The story of the Episcopal Church—known officially as the Protestant Episcopal Church in the United States—dates back more than 500 years, to when it emerged from the Church of England. Over the centuries, the Episcopal Church has evolved and adapted to meet the spiritual needs of its members. Canon Steffensen explains that this faith values tradition and is both Protestant and Catholic, maintaining orthodox theology in a unique denomination.
The Birth of the Anglican Church
Canon Steffensen says that it is ma mistake to think that it all began with King Henry VIII of England in 1534, when he declared that he—rather than the Pope—was the supreme head of the Church in England. “Anglican theology actually began when the first Christians set foot in Britain in the 2nd century CE.” They were Roman traders and soldiers who brought a new faith with them. In 597 CE, missionaries sent from Rome by Pope Gregory the Great to the edges of the known world, came to convert the pagan “Angles.” Christianity took on new flavor borrowed from the local culture and their animist understanding of worship and creation. Anglican theology and worship was well developed by the 16th century, when Henry the VIII severed the political ties with the Vatican and brought about the establishment of the Anglican Church. This break was the beginning of the distinct Anglican Church, out of which The Episcopal Church would spring centuries later in the Americas.
Henry VIII’s break from the Catholic Church had an immense impact on the religious landscape of England. The Church of England, as it was known, continued many of the orthodox practices and beliefs as the Roman Catholic Church, but with a few key differences. For example, at that time, all Roman Catholic worship was in Latin. The Church of England made a bold reformation and translated the Bible and liturgy into English, the local language. The Church of England also adopted “the Thirty-Nine Articles,” which outlined the beliefs of the Church and the doctrine of salvation by faith alone. These early Protestant reformations were meant to clear out ignorance and superstition, allowing each person to own their faith and relationship with God.
Anglicanism Continued to Thrive in the New World
The Anglican faith continued to spread across the world as the British Empire expanded, and in the 17th century, it made its way to the New World. After the Revolutionary War and the break from Britain, the Anglicans who remained with the colonies became the “Episcopal Church.” Canon Steffensen explained that the Episcopal Church in the New World was largely the same as the Church of England, but with some notable differences. One of the most significant changes was the adoption of a new, American Book of Common Prayer, which contained liturgies and services. The new edition for the Episcopal Church did not pray for the King!
The Episcopal Church adopted a more decentralized form of leadership, based upon the bicameral model of the Constitution of the new United States. The bishops of the Church were given more autonomy over their own dioceses and formed a voting body, the House of Bishops, which is much like the Senate. Each diocese sent priests and lay representatives to vote in the House of Deputies.
Today’s Church of England and The Episcopal Church
The Church of England and the Episcopal Church remain two separate entities, but both are part of the wider Anglican Communion.
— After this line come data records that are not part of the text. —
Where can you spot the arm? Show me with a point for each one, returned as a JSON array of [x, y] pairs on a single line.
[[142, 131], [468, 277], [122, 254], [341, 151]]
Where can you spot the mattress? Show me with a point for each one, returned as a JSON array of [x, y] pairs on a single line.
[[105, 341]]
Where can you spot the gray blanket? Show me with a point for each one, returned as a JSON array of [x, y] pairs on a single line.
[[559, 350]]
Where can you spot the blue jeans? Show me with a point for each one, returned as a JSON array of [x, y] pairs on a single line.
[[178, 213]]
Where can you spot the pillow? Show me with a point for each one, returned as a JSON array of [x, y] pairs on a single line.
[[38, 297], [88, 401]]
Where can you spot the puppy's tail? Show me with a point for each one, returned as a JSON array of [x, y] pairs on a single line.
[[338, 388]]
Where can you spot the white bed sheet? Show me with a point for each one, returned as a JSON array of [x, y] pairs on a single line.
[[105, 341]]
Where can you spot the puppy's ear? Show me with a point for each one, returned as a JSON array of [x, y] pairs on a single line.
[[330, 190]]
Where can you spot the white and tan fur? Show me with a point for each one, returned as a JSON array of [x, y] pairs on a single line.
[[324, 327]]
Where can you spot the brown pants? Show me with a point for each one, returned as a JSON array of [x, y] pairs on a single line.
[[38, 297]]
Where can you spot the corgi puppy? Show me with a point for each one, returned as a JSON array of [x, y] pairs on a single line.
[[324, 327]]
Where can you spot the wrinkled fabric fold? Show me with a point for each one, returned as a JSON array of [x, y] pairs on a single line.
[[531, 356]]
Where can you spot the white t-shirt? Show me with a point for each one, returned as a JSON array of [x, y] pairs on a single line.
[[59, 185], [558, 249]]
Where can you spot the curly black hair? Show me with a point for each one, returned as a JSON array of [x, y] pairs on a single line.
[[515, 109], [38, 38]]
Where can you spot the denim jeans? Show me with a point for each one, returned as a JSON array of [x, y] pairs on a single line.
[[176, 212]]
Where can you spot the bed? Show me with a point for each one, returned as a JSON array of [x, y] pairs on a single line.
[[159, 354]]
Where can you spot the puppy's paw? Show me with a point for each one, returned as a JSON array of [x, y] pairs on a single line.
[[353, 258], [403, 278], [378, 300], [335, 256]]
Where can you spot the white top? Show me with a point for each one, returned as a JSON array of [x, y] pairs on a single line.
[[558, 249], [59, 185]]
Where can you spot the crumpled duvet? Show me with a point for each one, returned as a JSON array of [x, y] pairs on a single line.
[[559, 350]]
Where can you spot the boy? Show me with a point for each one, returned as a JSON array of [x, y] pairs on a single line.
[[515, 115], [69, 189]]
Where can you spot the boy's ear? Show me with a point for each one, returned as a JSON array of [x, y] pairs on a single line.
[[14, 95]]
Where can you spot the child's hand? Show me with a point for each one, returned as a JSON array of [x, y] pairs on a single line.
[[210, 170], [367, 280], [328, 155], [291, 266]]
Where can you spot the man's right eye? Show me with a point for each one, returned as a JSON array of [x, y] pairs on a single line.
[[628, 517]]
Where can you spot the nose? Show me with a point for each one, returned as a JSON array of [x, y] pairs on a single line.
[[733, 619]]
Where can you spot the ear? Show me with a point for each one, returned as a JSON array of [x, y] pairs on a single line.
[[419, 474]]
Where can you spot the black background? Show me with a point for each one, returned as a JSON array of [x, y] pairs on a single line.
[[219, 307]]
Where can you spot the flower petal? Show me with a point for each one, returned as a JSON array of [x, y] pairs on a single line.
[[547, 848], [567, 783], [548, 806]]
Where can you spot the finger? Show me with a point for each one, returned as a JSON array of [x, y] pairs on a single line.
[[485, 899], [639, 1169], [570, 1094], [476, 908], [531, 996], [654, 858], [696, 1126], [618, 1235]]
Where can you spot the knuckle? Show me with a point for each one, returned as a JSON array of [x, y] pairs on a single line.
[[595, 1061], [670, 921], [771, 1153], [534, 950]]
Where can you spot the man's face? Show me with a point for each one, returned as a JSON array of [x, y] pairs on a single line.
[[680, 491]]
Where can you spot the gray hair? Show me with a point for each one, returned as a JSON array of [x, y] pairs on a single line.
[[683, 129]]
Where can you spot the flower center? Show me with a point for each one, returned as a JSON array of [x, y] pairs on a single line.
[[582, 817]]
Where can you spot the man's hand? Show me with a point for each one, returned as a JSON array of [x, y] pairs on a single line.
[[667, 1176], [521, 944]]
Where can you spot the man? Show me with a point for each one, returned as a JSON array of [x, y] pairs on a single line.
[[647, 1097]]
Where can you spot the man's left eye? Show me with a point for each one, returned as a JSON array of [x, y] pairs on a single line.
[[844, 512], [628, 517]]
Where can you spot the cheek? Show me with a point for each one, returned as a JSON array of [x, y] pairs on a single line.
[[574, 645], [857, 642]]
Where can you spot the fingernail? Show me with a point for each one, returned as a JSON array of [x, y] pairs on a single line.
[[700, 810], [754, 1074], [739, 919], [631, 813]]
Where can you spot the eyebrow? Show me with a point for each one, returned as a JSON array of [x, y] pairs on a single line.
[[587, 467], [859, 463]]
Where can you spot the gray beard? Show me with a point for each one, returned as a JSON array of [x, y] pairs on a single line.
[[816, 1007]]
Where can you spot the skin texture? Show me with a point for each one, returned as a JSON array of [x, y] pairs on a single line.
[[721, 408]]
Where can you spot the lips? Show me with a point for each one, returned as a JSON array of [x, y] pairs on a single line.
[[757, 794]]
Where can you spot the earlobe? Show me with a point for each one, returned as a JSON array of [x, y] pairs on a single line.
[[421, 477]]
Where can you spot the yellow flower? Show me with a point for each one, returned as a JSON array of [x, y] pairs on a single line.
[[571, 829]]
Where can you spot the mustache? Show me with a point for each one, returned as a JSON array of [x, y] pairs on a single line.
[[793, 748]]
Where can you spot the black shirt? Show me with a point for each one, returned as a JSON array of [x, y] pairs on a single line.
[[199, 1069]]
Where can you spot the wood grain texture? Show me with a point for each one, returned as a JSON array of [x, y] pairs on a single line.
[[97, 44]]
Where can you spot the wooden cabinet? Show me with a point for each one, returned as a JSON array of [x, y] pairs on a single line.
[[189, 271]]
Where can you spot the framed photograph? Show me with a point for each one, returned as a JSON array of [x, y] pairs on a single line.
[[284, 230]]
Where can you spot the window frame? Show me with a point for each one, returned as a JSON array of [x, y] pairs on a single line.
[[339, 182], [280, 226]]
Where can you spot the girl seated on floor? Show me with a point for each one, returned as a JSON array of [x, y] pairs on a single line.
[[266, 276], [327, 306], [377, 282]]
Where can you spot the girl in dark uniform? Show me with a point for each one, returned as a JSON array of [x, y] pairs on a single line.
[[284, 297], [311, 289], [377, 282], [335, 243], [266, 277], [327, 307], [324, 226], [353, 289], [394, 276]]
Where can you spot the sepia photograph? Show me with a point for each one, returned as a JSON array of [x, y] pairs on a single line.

The Church of England is still closely tied to the British monarchy. The Episcopal Church, on the other hand, remains an independent church with its own system of governance and leadership. Both are non-dogmatic and allow for diversity in its followers’ beliefs, allowing for a more progressive interpretation of scripture.
Despite the differences between the Church of England and the Episcopal Church, there are many commonalities in practice across the Anglican faith. Canon Steffensen explains that both denominations adhere to the same liturgies and sacraments. The Episcopal Church also maintains some of the same traditions and practices as the Church of England, such as the doctrine of Apostolic Succession, which emphasizes the importance of bishops’ continued ecclesiastical authority in the Church. Both emphasize a faith that holds in tension orthodox, catholic, and Protestant beliefs.
Canon Steffensen notes that the Anglican faith is known for its inclusivity and openness to other faiths. Anglicans embrace diversity of thought and practice, and they strive to be welcoming and affirming of all people regardless of their beliefs or backgrounds. The Episcopal Church interprets the Gospel as an unapologetic call to social justice and LBGTQ+ inclusion and affirmation. The Episcopal Church ordains women and same-sex partnered people.
The Episcopal Church is a faith that has evolved and adapted over the centuries, but it remains rooted in the same teachings and traditions of the Church of England and the Roman Catholic Church. Today, the Episcopal Church is a vibrant and diverse denomination that embraces its Protestant and Catholic roots, while always striving to be welcoming and affirming of all.